Том Уэйтс: Невиновны во сне: Интервью / Сост. М. Монтандон - страница 11
Дэвид Макги. На дух — как пивоварня, на вид — как охламон[54]
«Rolling Stone», январь 1977 года
«Я из тех парней, кто продаст вам крысиную жопу вместо обручального кольца»
Том Уэйтс — как всегда, расхристанный, в засаленной кепке пацана-газетчика, в мятой белой рубашке, черном обвисшем галстуке, черной потертой курточке, черных мешковатых джинсах, черных штиблетах «смерть тараканам» и с неизменной сигаретой «вайерой», торчащей из длинных согнутых пальцев, — всматривается в битком набитый зал клуба «Другой край». Внимательно. Как вдруг в этом гуле отчетливо слышится щелканье пальцев. Глубокая затяжка «вайероя» — и вот уже звучит «Step Right Up», словесно-джазовая пьеса из его нового альбома «Small Change». Визг барышника — вот что такое «Step Right Up» («Это эффективно. Это дефективно»), и в довесок к нему — внушительный кусок из скатовых фраз.

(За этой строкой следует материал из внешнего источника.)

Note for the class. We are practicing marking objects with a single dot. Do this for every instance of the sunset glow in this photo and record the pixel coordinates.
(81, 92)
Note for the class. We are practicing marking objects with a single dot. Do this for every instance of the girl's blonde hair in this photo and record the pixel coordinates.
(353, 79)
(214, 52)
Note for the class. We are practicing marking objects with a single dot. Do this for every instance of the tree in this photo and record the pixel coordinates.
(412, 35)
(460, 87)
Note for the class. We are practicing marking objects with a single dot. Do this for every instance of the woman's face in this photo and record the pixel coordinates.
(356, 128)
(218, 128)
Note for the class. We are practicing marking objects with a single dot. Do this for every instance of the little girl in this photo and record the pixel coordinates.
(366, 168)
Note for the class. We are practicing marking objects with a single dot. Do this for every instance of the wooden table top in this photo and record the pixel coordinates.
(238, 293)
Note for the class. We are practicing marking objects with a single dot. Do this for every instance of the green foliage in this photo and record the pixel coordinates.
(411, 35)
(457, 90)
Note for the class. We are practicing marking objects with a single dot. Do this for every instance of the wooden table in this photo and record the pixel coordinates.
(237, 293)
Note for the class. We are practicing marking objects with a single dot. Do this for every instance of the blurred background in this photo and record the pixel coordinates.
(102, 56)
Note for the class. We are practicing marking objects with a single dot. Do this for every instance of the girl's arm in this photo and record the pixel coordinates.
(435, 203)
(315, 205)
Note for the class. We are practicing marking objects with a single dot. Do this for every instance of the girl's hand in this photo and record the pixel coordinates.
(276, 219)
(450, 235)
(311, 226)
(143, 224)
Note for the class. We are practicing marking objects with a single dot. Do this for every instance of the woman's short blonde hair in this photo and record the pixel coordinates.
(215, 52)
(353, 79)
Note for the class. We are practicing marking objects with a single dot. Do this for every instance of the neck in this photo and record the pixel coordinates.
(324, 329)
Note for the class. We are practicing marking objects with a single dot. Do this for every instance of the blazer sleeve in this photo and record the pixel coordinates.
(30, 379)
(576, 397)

Лицо Уэйтса весьма уместно перечеркивает кривая ухмылка, ибо сей визг несется к прессе, к собравшимся здесь журналистам, звукозаписывающей швали и разношерстным прихлебателям, каковые, в глазах Уэйтса, все сплошь самые настоящие барышники и с которыми у него сложились отношения любовь — ненависть. Любовь — если угодно, можно назвать ее ревнивым почтением — за то, что привлекают к нему внимание публики. Ненависть — тут уж другого слова не подберешь — за бесчисленные и бессмысленные вопросы, с которыми эти люди к нему пристают, и за проклятие индустрии — базарные торгашеские приемы, низводящие, по мнению Уэйтса, его альбомы до уровня «продуктов», обреченных в музыкальных магазинах на рандеву с табличками «Разное» и «W, X, Y, Z».

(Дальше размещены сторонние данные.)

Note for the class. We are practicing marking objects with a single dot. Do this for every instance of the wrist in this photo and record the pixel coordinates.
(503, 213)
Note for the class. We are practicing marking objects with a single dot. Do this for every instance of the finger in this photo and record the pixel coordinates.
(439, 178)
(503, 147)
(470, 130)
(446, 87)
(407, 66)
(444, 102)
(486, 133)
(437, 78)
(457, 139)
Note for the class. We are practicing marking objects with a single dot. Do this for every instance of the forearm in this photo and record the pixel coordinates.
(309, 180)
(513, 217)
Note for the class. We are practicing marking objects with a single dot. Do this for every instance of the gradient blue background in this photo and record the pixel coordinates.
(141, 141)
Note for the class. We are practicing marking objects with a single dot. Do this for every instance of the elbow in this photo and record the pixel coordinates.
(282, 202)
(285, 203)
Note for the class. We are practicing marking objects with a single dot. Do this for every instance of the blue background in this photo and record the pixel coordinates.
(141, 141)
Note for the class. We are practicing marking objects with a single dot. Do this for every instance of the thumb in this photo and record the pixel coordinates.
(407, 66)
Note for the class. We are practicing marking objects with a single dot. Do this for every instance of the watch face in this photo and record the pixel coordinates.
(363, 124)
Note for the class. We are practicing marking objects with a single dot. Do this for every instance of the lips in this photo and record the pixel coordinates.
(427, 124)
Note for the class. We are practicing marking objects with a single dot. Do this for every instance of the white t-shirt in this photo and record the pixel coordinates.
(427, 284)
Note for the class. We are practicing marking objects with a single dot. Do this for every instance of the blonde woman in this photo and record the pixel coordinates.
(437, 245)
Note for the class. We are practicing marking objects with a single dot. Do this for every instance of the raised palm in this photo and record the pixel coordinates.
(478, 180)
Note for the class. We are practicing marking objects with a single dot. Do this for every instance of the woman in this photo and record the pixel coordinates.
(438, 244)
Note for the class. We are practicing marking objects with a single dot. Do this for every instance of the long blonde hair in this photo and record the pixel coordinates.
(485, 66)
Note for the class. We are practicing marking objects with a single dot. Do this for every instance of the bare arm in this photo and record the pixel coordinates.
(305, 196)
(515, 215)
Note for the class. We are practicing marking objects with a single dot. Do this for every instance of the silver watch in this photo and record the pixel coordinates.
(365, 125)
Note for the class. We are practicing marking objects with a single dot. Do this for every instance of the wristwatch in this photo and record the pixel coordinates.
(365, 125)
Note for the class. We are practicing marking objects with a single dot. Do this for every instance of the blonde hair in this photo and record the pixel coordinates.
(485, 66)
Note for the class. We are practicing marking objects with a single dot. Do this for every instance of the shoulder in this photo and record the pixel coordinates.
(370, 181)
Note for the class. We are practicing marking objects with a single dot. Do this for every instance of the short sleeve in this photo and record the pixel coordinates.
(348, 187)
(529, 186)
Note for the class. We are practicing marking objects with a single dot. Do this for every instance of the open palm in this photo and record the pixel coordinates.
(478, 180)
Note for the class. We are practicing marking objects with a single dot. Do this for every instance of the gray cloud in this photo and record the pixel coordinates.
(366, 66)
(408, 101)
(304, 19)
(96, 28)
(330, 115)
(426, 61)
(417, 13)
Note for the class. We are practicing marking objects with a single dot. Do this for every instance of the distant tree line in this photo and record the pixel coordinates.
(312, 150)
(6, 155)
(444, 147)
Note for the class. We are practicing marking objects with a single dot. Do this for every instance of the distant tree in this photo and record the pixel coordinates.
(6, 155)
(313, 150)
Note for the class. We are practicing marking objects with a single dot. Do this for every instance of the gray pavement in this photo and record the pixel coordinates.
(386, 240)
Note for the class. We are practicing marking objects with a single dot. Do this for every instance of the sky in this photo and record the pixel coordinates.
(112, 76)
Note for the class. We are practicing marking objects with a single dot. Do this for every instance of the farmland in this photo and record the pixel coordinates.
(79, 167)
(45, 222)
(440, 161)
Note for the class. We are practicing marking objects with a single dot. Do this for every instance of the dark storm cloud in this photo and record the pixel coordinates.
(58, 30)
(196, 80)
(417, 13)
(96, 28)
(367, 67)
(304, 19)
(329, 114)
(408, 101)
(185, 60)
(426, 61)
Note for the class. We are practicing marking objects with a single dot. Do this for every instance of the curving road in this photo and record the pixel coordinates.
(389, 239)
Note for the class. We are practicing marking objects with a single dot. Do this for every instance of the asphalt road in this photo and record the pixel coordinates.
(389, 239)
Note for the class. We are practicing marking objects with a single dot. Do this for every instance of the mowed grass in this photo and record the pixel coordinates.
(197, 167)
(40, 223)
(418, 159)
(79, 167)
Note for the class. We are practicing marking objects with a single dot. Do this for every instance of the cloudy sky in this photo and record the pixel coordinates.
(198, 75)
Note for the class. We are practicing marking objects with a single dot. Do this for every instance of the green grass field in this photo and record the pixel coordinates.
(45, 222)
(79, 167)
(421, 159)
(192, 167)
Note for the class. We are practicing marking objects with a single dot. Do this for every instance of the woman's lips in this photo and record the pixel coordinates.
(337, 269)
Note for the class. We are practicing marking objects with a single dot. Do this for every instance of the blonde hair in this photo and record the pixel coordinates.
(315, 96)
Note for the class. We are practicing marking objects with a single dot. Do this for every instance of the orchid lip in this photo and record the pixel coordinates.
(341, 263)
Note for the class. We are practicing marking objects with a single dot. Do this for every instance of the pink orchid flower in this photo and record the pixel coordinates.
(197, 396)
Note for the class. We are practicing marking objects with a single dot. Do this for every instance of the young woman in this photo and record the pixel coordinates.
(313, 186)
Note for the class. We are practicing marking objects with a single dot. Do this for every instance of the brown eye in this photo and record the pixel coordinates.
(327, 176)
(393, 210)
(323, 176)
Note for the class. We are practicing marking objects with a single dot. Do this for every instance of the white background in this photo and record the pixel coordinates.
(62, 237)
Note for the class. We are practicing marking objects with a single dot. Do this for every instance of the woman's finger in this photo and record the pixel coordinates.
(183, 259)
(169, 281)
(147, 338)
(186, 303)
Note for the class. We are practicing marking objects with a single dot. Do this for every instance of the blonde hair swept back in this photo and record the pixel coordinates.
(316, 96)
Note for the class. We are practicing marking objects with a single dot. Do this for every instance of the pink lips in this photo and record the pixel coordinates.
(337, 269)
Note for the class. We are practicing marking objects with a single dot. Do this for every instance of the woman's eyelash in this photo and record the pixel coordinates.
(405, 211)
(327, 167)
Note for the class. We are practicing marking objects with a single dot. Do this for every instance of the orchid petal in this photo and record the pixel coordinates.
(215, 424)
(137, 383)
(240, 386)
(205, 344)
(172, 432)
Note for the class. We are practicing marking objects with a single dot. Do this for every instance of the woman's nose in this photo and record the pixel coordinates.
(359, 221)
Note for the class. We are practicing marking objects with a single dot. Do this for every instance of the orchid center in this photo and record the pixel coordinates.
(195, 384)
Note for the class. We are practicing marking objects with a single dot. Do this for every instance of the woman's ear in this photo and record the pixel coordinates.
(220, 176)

В тусклом белом свете рампы Уэйтс перекидывает через шею ремень светлой обшарпанной гитары «Гилд». В глубине сцены мягко и почти неслышно играет его группа Nocturnal Emissions, тогда как сам Уэйтс терзает «Гилд», то бренча, то щипая струны — от этой манеры веет одиночеством, среди которого и звучит песня о старых корешах, что мечтают о лишнем глотке беззаботной юности и безнадежно выпрашивают у Курносой еще хотя бы шаг, пока наконец не смиряются с неизбежным.
Песня кончается, и Уэйтс напускает на себя измученный вид. Преувеличенно неловко он отклоняется от микрофона, затем приближается к нему, затем кричит:
— Бармен! Музыкальный ящик! Кто-нибудь... кто-нибудь... бросьте четвертак и сыграйте мне что-нибудь... что-нибудь вроде... «Натяни свой лук, амурчик, выпусти стрелу...»[55]

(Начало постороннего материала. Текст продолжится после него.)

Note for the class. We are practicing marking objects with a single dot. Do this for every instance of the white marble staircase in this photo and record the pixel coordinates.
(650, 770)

Своим задавленным хрипом Уэйтс выталкивает наружу запрятанную в глубине сэм-куковского стандарта меланхолию. Аудитория уже висит на канатах — и тут следует безжалостный нокаут: Уэйтс затягивает «(Looking for) The Heart of Saturday Night»[56], одну из самых душещипательных и тонких песен, повествующих о жестоком мифе вечной юности.
Затем и очень быстро все заканчивается. Вздохи и улыбки смешиваются с громовыми аплодисментами. Головы склоняются, а взгляды уныло вперяются в стаканы. Сгущается сигаретный дым.
Том Уэйтс родился в Помоне, Калифорния, 7 декабря 1949 года на заднем сиденье такси перед дверью больницы. Взросление было для него чередой уличных неприятностей, происходивших в городках, где его отец преподавал в средней школе испанский язык. Грызя неподатливый гранит школьной науки («я толком проявил себя уже только после школы»), Уэйтс наткнулся на родительскую коллекцию 78-оборотных пластинок. Комо и Кросби[57], Портер и Гершвин. «I Get a Kick Out of You» и «It’s Been a Long, Long Time»[58]. В шестидесятые годы калифорнийские тинейджеры слетали с катушек от Брайана Уилсона[59] с его эстетикой серфинга и прокачанных движков, позже они балдели от кислотного рока Сан-Франциско и фолк-рока Лос-Анджелеса. Все это Уэйтса не интересовало.
— Меня не возбуждали Blue Cheer[60], так что я нашел альтернативу, пусть хотя бы Бинга Кросби... Я держался довольно узких рамок, — рассказывает Уэйтс о том времени, улегшись на кровать в неприбранном номере отеля «Челси» — тусклой, грязно-зеленой каморки, где среди сигаретных бычков разбросаны выпуски «Пентхауза», «Скрю» и «Плежура». — В годы формовки мои амбиции не поднимались выше работы в забегаловке и, может быть, покупки в ней доли. Музыка была замещением, а я потребителем. Ни больше ни меньше.